Скачать:PDFTXT
Так говорил Заратустра

Гладким должно стать оно и подвластным духу, как его зеркало и отражение в нем.

В этом вся ваша воля, вы, мудрейшие, как воля к власти, и даже когда вы говорите о добре и зле и об оценках ценностей.

Создать хотите вы еще мир, перед которым вы могли бы преклонить колена, – такова ваша последняя надежда и опьянение.

Но немудрые, народ, – они подобны реке, по которой плывет челнок, – и в челноке сидят торжественные и переряженные оценки ценностей.

Вашу волю и ваши ценности спустили вы на реку становления; старая воля к власти брезжит мне в том, во что верит народ как в добро и зло.

То были вы, мудрейшие, кто посадил таких гостей в этот челнок и дал им блеск и гордые имена, – вы и ваша господствующая воля!

Дальше несет теперь река ваш челнок: она должна его нести.
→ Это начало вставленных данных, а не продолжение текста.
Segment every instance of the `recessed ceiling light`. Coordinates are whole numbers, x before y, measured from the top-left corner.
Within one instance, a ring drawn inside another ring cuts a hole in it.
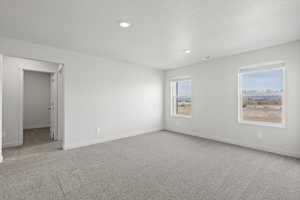
[[[130,22],[125,22],[125,21],[119,22],[119,25],[122,28],[128,28],[129,26],[131,26]]]
[[[184,53],[186,53],[186,54],[189,54],[189,53],[191,53],[192,51],[190,50],[190,49],[185,49],[184,50]]]

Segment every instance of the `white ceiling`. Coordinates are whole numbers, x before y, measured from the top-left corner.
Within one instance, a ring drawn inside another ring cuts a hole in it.
[[[0,35],[168,69],[300,39],[300,0],[0,0]]]

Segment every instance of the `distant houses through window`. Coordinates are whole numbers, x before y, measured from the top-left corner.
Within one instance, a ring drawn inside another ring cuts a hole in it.
[[[192,80],[178,79],[171,81],[171,115],[191,116]]]
[[[285,125],[285,70],[277,65],[240,69],[239,121]]]

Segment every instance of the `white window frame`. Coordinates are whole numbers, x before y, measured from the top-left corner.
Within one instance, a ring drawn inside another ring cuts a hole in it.
[[[176,77],[172,78],[170,80],[170,115],[171,117],[181,117],[181,118],[191,118],[192,117],[192,110],[190,115],[183,115],[183,114],[177,114],[176,112],[176,82],[177,81],[183,81],[183,80],[189,80],[192,82],[192,78],[189,76],[184,76],[184,77]],[[192,82],[193,84],[193,82]],[[192,85],[193,87],[193,85]],[[192,91],[193,92],[193,91]],[[192,99],[192,95],[191,95]],[[191,108],[192,108],[192,101],[191,101]]]
[[[257,126],[269,126],[276,128],[285,128],[286,127],[286,68],[285,63],[283,61],[275,61],[269,63],[260,63],[251,66],[240,67],[238,72],[238,122],[240,124],[250,124]],[[283,93],[282,93],[282,122],[274,123],[274,122],[259,122],[259,121],[250,121],[244,120],[242,115],[242,81],[241,75],[245,73],[253,73],[253,72],[262,72],[262,71],[270,71],[272,69],[281,69],[283,73]],[[249,71],[249,72],[247,72]]]

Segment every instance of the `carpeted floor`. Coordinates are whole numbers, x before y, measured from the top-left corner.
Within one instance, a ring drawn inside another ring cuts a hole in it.
[[[300,199],[300,161],[157,132],[0,164],[0,199]]]

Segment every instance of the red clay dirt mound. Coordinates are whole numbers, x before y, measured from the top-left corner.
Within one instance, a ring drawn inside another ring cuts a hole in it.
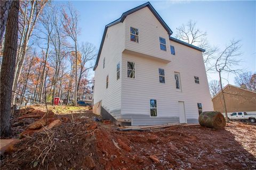
[[[245,136],[256,132],[245,127]],[[1,169],[255,168],[252,154],[255,153],[246,151],[235,139],[235,132],[229,132],[231,128],[227,128],[173,126],[150,132],[122,132],[80,118],[22,139],[1,163]],[[252,140],[247,142],[255,146]]]

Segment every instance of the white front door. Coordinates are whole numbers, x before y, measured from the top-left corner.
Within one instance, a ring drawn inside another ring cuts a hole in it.
[[[179,101],[179,113],[180,114],[180,123],[187,123],[184,101]]]

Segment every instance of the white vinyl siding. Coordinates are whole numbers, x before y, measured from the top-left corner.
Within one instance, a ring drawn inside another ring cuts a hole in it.
[[[105,65],[98,66],[95,71],[95,84],[93,94],[93,103],[96,104],[101,100],[101,105],[107,110],[121,109],[121,81],[117,79],[117,64],[120,63],[122,68],[122,52],[124,49],[124,24],[119,23],[108,28],[108,37],[106,37],[102,49],[99,63],[103,64],[105,57]],[[114,69],[115,68],[115,69]],[[122,70],[120,70],[120,74]],[[106,88],[106,76],[108,74],[109,84]],[[122,79],[120,76],[120,79]]]
[[[188,123],[190,120],[196,123],[198,120],[196,101],[202,101],[203,111],[213,110],[202,53],[174,42],[171,43],[175,43],[177,57],[168,64],[123,54],[123,65],[130,61],[136,63],[136,79],[122,79],[122,117],[134,114],[134,116],[145,115],[154,118],[149,115],[149,99],[157,99],[157,117],[179,117],[178,101],[183,101]],[[156,74],[159,68],[164,69],[165,80],[169,80],[166,81],[165,86],[161,86],[159,74]],[[122,76],[127,77],[126,68],[121,69],[123,70]],[[174,74],[177,72],[180,74],[182,92],[177,91],[175,87]],[[194,82],[194,75],[200,77],[200,88]],[[141,121],[143,124],[143,119]]]
[[[131,27],[139,30],[139,43],[130,40]],[[168,117],[174,117],[179,122],[179,101],[185,104],[188,123],[189,120],[198,120],[196,101],[202,103],[203,111],[213,110],[202,52],[169,40],[166,31],[148,7],[129,15],[123,23],[109,28],[107,33],[99,60],[102,63],[106,57],[105,68],[98,67],[95,73],[94,103],[102,100],[102,106],[110,114],[113,109],[121,109],[120,118],[131,119],[132,125],[150,124]],[[159,37],[166,40],[166,52],[159,48]],[[170,46],[175,47],[175,56],[171,53]],[[127,78],[127,62],[135,63],[134,79]],[[114,68],[118,62],[120,80],[116,81]],[[164,69],[164,84],[159,82],[159,68]],[[176,89],[175,72],[180,74],[182,92]],[[110,86],[106,90],[107,74]],[[199,88],[195,83],[195,75],[200,78]],[[157,117],[150,117],[150,99],[157,99]],[[139,117],[140,119],[133,123],[133,117]],[[145,117],[148,121],[146,123]]]

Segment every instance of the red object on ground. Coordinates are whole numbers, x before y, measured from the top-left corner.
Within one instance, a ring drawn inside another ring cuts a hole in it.
[[[59,101],[60,101],[59,97],[54,97],[54,105],[59,105]]]

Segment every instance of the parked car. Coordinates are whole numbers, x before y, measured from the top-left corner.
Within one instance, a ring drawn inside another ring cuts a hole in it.
[[[230,120],[249,120],[252,123],[256,122],[256,115],[249,115],[246,112],[234,112],[228,115]]]
[[[92,104],[89,103],[86,103],[83,101],[77,101],[77,105],[83,106],[91,106]]]

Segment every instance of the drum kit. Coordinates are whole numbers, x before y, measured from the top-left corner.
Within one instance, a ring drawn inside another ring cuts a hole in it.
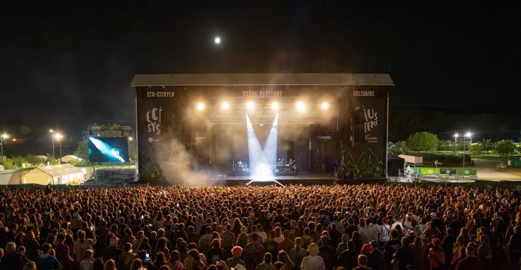
[[[238,162],[233,165],[233,170],[237,172],[249,172],[250,168],[246,162],[243,162],[242,160],[239,160]]]
[[[293,173],[296,169],[296,164],[294,160],[290,159],[289,162],[284,163],[284,159],[279,159],[275,164],[275,173]],[[249,172],[248,164],[242,160],[239,160],[237,163],[233,163],[233,171],[235,172]]]

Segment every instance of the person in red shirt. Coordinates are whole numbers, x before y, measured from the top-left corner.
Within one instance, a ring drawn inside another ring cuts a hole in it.
[[[438,238],[432,239],[433,247],[429,251],[429,262],[430,263],[430,269],[444,269],[445,268],[445,252],[441,248],[441,241]]]
[[[64,243],[65,241],[65,234],[58,234],[56,236],[56,245],[53,249],[56,251],[56,259],[63,266],[63,270],[69,270],[72,267],[74,260],[70,258],[70,249],[69,246]]]
[[[366,266],[367,265],[367,256],[364,254],[358,255],[358,266],[353,268],[353,270],[371,270],[371,268]]]
[[[479,261],[476,256],[476,249],[469,246],[465,249],[467,258],[460,261],[456,265],[456,270],[476,270],[480,268]]]

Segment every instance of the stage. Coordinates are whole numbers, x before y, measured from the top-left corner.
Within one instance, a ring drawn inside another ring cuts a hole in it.
[[[209,179],[208,182],[213,182],[218,186],[266,186],[279,184],[283,186],[288,185],[334,185],[337,183],[336,177],[333,174],[309,173],[296,176],[276,176],[275,181],[255,181],[250,178],[249,176],[225,176],[219,175],[217,178]]]
[[[385,177],[388,74],[137,74],[131,86],[140,180],[202,170],[210,185],[330,185],[341,163],[357,168],[353,182]]]

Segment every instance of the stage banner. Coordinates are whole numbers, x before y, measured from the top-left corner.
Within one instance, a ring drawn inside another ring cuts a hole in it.
[[[177,119],[176,92],[137,89],[137,120],[140,174],[142,178],[160,175],[163,161],[174,142]]]
[[[387,91],[350,89],[345,96],[343,165],[358,178],[385,177],[387,147]]]

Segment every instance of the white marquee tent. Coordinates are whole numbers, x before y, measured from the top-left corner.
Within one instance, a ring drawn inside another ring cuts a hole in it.
[[[85,176],[80,168],[65,163],[35,168],[22,177],[22,184],[76,185],[84,179]]]

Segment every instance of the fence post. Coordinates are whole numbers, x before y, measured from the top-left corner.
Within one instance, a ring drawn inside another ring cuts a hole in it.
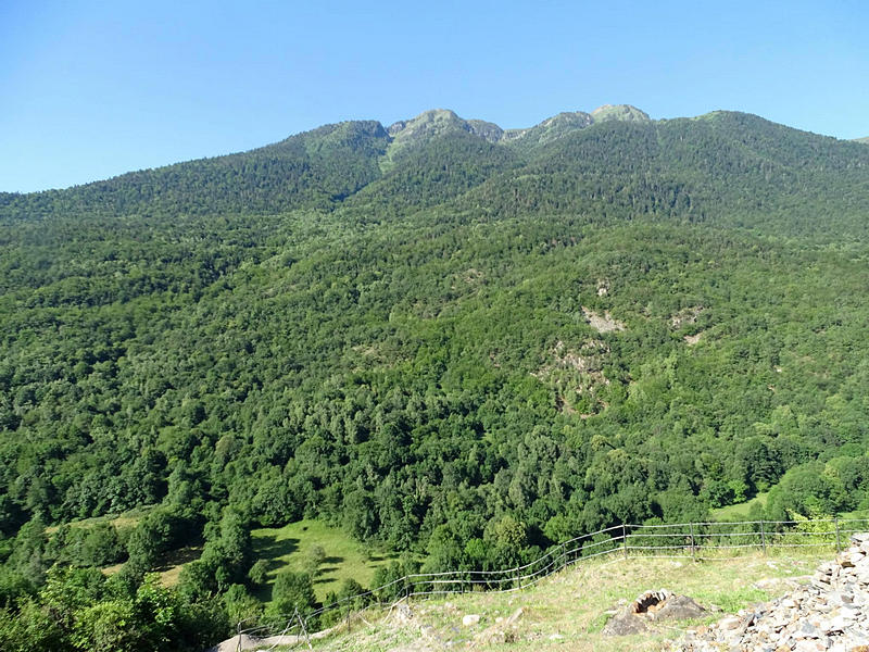
[[[625,559],[628,559],[628,526],[621,524],[621,549],[625,552]]]
[[[767,535],[764,531],[764,519],[760,519],[760,548],[764,550],[764,555],[767,554]]]
[[[839,538],[839,515],[833,516],[833,523],[835,524],[835,553],[839,554],[842,552],[842,542]]]

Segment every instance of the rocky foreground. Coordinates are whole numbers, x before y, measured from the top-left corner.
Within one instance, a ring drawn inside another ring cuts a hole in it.
[[[673,652],[869,652],[869,534],[811,582],[689,634]]]

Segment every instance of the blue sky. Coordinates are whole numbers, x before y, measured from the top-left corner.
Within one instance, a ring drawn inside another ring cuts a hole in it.
[[[449,108],[630,103],[869,136],[869,3],[0,1],[0,190]]]

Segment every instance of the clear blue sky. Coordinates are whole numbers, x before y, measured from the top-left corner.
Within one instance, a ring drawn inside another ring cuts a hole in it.
[[[731,109],[869,136],[867,25],[866,0],[0,0],[0,190],[432,108],[505,128]]]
Что за беда, если пенится разбитая волна и гневно противится килю!

Не река является вашей опасностью и концом вашего добра и зла, вы, мудрейшие, – но сама эта воля, воля к власти неистощимая, творящая воля к жизни.

Но чтобы поняли вы мое слово о добре и зле, я скажу вам еще свое слово о жизни и свойстве всего живого.

Все живое проследил я, я прошел великими и малыми путями, чтобы познать его свойство.

Стогранным зеркалом ловил я взор жизни, когда уста ее молчали, – дабы ее взор говорил мне. И ее взор говорил мне.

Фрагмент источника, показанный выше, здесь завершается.